The Bottom Line: A must-read for fans of Dan Brown and Steve Berry.
While Sir Isaac Newton’s scientific legacy is well-established, novelist Liam Fialkov uses Newton’s lesser known obsessions with Christianity and metaphysics as the core of a spellbinding religious conspiracy thriller.
As The Newton Code opens, computers around the world are held captive. For 13 minutes, frustrated users are met with a cryptic message and an almost indecipherable image of the Ark of the Covenant. Then, without so much as a demand for ransom, the crisis is over.

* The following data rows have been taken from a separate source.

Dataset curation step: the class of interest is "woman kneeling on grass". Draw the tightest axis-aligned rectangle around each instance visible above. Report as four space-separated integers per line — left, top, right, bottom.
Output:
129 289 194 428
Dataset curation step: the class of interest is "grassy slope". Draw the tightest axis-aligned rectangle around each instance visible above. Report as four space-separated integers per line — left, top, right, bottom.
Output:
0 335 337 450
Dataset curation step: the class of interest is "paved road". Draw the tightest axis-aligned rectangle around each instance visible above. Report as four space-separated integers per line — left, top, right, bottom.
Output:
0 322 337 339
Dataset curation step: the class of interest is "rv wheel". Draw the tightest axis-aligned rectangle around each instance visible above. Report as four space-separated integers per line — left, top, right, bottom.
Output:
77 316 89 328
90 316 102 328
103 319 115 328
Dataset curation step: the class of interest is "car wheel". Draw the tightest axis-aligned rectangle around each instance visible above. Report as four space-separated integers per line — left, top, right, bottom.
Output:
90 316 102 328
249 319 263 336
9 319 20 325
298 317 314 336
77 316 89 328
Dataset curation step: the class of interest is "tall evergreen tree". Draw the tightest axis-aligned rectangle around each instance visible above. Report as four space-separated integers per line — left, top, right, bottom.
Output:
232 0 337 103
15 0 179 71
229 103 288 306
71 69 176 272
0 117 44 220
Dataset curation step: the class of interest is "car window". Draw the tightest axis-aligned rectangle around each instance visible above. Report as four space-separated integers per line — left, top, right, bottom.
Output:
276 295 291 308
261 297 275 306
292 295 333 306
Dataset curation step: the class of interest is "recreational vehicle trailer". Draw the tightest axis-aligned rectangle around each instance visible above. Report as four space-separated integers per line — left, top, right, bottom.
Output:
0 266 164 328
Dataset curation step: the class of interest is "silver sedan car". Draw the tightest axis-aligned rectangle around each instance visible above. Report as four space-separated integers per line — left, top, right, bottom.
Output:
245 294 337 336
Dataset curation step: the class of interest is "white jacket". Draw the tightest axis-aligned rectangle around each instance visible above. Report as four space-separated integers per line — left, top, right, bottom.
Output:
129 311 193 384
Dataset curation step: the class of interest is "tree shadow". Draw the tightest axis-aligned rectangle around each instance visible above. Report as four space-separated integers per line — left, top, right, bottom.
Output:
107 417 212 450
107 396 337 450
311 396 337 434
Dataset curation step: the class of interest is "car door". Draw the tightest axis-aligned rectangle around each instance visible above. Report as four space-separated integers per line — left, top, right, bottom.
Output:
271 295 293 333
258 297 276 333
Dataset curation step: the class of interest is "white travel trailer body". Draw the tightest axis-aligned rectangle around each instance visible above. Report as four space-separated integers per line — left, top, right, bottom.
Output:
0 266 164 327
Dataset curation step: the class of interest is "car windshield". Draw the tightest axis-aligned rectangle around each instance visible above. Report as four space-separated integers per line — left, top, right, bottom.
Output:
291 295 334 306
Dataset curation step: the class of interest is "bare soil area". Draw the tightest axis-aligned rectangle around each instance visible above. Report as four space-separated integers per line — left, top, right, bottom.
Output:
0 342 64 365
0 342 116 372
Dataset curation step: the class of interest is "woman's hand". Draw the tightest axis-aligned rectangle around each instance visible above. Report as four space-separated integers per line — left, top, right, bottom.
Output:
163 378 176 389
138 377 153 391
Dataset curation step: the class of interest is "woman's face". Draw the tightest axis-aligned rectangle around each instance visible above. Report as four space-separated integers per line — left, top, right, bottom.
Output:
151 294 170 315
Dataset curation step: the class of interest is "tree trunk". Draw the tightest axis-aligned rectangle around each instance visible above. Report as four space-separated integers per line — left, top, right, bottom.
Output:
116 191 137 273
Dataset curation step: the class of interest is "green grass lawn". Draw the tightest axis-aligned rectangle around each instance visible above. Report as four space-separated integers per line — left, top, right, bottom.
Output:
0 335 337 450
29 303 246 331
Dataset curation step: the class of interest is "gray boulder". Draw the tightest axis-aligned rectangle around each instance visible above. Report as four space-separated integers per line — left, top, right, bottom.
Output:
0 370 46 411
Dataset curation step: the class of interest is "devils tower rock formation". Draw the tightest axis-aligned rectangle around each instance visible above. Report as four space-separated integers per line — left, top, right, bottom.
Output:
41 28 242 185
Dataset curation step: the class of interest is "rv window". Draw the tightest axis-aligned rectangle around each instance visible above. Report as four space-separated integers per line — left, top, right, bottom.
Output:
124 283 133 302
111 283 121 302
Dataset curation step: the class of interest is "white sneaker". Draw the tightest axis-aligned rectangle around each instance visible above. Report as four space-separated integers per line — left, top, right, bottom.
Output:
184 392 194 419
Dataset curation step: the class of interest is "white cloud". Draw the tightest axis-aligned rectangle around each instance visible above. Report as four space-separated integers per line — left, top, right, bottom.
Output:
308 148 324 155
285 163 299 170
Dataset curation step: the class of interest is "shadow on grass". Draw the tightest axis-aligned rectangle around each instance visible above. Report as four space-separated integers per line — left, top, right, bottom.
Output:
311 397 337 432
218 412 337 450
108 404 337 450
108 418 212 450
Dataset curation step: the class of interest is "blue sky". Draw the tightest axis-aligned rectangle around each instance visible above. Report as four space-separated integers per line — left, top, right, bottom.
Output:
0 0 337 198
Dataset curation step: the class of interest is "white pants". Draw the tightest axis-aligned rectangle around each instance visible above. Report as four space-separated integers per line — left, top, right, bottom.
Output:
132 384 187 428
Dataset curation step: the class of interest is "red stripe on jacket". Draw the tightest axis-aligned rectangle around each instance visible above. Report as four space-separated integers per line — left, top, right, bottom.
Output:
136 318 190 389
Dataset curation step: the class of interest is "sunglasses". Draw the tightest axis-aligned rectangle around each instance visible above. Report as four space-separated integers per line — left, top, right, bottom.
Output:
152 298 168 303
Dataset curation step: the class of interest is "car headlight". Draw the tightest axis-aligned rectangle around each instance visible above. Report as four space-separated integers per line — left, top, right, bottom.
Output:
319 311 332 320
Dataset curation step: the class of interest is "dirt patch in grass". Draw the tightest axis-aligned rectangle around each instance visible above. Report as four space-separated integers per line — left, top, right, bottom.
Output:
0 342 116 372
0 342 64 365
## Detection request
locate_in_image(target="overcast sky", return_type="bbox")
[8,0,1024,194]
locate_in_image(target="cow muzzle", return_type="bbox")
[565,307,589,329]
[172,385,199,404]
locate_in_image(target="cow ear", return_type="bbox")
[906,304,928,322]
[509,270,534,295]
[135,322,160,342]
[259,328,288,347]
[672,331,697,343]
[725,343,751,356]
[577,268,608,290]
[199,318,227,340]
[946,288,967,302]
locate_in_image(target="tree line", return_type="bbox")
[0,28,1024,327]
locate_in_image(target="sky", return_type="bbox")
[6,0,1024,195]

Meanwhile, Michael, a 32-year-old investigative journalism professor and budding spy, is recruited for his second mission. His task is to patiently infiltrate a group of religious extremists who seemingly devote their time to decoding Biblical prophecies as well as Newton’s theories about the Temple of Solomon. He soon learns that the group intends to destroy the Dome of the Rock in Jerusalem, one of the world’s holiest Islamic shrines, in order to spark a holy war that will eventually bring the second coming of Christ. What’s more, the group is funded by a charismatic billionaire who is married to a woman that Michael finds almost irresistable.
Fialkov, whose novel The Broadcast was named one of 2019’s Best Thrillers of the Year, has created a worthy follow-up. Through alternating chapters told in the present and ~1000 B.C., Fialkov demonstrates the irony of how doomsday cults not only continue to thrive despite quantum leaps in science and technology, but also how technologies such as the Internet can become enablers.
Michael is believable as a bored professor relishing his new career as a part-time espionage agent with the potential to prevent a global catastrophe. When it comes to his love life, Michael is so new at the espionage game that he’s adorably indiscreet, revealing critical mission details to his unhappy wife, Melany. When he tells her that he intends to make it look like they are estranged, he never dreams how many temptations might arise for both of them while he is away.
While emotional vulnerability isn’t typical in an espionage hero, Michael turns out to be far more interesting than the stereotypical hard-nosed womanizer. Complete with a healthy dose of history and the occult, religious conspiracy thriller fans will find The Newton Code irresistible.